160 pages, Alfred A Knopf, ISBN-13: 978-0-394-91282-0

Sooooo…I should be honest and say I have not, in fact, read James and the Giant Peach by Roald Dahl; it was, rather, read to me in the 4th Grade by Mrs. Roberts. But I figure that counts. Anyway…Dahl’s modern-day children’s classic is as eccentrically English as one could hope for, as you’ll see (*ahem*):

James Henry Trotter is a boy who lives happily with his parents in a house by the sea – until, that is, a carnivorous rhinoceros escapes from the zoo and eats his parents when he is 4-years-old (I know, right? Imagine hearing that shit when you’re only ten). James goes off to live with his aunts, the tall, thin and cruel Spiker and the short, fat and greedy Sponge, who, instead of caring for him, treat him with utter contempt, feed him improperly and force him to sleep on bare floorboards (could Dahl have made a more awful experience for his protagonist?). When he is seven, James meets a mysterious man who gives him a bag of magical crystals, instructing James to use them in a potion that would change his life for the better (I guess Dahl doesn’t know enough not to talk to strangers). However, on the way home he trips and spills the crystals, whence they dig themselves underground. This causes the nearby peach tree to produce a single peach which soon grows to the size of a house, and from there…

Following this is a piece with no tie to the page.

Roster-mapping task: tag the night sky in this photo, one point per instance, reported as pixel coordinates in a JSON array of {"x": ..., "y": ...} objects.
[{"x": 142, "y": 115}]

Well, you really should read the book yourself. As for me, when Mrs. Roberts read this to my class I think we all thought that it was bonkers…but in a good way. Giant peach? Talking insects? Peregrination via Prunus persica? It’s all good, man. The outrageousness of it all just seemed – I dunno, normal. I’m sure there were subtle insights and hidden meanings to a lot of what Dahl wrote, but I’ll be damned if I could discern them when I was 10 – or 50. What I recall was a jolly good time in which we followed the travels and travails of a boy the same age as us as he escaped a dire homelife to seek adventure with a supporting cast the likes of which we had never even dreamed of. And it worked; don’t know why it worked, but it did. And perhaps, just perhaps, this mad work of English whimsey awoke something within that allowed me to open up and see the world differently, a world in which a giant peach and insect friends was not mad but rather all too rational and, even, desirable.

Or maybe giant peaches populated by large, sentient insects was just cool.